PCA axis 1 and 2 of suspect chemicals in source water explain, respectively, 19.8% and 7.4% of the total variance (Fig. 1c, d). For source waters in cluster 7, again the relatively non-vulnerable source waters, all land-use types are present in their recharge areas; however, recharge areas with a high proportion of agricultural area are less frequently present. A high number of suspect chemicals are found in source waters from cluster 1, 3 and 4, influenced by more than 50% infiltrated surface water. See Additional file 1: Fig. S3 for more information on clustering of source waters related to typology in terms of land-use, influence of surface water infiltration and structure of the subsoil.

A comparison of clustering based on target and suspect chemicals (Table 3) shows that approximately half of the source waters (56 source waters out of 108, grouped as cluster 7 for both) can be considered as relatively non-vulnerable to anthropogenic influences in terms of both target chemical composition and non-target chemical composition. Seven of the source waters, i.e., cluster 3 and 4 for the targets and cluster 1, 3, and 4 of the suspects, are similar with relatively high levels of surface water infiltration. There is a large overlap between cluster 6 based on targets and cluster 6 based on suspects, which consists of source waters with a high percentage of agricultural land-use.

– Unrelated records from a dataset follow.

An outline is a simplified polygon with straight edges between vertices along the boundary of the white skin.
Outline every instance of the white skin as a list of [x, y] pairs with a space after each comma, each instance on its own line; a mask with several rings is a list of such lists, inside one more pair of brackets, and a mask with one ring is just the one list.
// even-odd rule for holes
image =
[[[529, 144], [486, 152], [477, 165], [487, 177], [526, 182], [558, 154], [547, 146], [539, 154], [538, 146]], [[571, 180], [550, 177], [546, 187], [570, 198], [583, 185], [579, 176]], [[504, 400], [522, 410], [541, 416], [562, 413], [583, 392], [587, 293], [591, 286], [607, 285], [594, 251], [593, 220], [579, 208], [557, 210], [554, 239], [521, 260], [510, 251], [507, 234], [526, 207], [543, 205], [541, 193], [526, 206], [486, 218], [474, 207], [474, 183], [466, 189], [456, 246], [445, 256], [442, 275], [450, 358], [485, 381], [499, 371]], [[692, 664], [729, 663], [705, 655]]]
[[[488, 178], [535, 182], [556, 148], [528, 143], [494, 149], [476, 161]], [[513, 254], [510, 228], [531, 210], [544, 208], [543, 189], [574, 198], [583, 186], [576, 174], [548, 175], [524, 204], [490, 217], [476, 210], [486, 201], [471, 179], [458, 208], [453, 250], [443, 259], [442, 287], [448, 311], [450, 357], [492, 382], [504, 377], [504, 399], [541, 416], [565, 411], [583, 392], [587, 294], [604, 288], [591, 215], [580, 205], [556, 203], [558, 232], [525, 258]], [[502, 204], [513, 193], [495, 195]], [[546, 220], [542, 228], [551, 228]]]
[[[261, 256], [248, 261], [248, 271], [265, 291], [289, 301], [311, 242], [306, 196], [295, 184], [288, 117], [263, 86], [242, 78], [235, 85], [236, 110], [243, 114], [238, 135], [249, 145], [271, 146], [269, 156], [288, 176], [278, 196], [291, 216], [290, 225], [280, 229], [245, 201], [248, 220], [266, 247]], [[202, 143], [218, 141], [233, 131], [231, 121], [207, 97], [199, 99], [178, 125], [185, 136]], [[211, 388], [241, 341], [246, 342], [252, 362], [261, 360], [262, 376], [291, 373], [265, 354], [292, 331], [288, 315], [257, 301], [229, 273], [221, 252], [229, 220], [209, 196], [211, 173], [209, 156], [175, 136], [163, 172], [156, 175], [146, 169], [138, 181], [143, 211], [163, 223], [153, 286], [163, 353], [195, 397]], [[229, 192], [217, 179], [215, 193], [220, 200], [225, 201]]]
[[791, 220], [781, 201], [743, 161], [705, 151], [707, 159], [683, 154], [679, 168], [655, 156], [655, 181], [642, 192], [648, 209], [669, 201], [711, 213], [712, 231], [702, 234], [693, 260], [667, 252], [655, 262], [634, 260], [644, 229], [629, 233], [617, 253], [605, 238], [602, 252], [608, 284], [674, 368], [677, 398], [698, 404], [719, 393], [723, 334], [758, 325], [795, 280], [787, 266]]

Table 3 Clustering of 108 out of 141

However, it is also clear that suspect screening gives complementary information to the target analyses [18], as many other source waters clustered differently based on either target or suspect data. An example are 5 source waters from cluster 7 based on the suspects, consisting of relatively clean waters, that occur in cluster 1 and 2 according to the targets, consisting of relatively contaminated waters. On the other hand, 5 source waters from cluster 1 and 2 based on the suspects, consisting of relatively contaminated water also cluster in clusters 6 and 7 based on the targets, consisting of relatively clean waters. An explanation for these differences is chemicals that are not well ionized or that are very volatile cannot easily be detected via liquid chromatography–high-resolution mass spectrometry (LC–HRMS).

Perfluorinated chemicals

For the perfluorinated chemicals, 25 suspects from the Norman PFAS suspect list match features in the source waters. Depending on the exact suspect 1 to 33 different supply zones for source water contain these suspects, while 7 suspects are also retrieved in drinking water, in 1 to 14 different production stations (Additional file 1: Table S1). Merely four of these 25 retrieved suspect perfluorinated chemicals are REACH registered. For 17 chemicals the registration status is “pre-registered”. For these chemicals information on which companies are actually producing/using them cannot be retrieved. Furthermore, only for a few chemicals it is known what they are actually used for. They are mainly employed as surfactants. A total of 14 of these chemicals could not be found in scientific literature. However, there are two papers dealing with the global emission of several C4-C14 PFCAs (Wang et al. 2014ab). Mean concentrations of perfluoroalkyl substances in WWTP effluent and sludge are reported between 1–800 ng/L and 1–100 ng/g, respectively [34]. This study found at least two chemicals from the list in WWTP effluents in concentrations of 5 ng/L for CAS nr 355-46-4 and of 80 ng/L for CAS nr 335-67-1 [34].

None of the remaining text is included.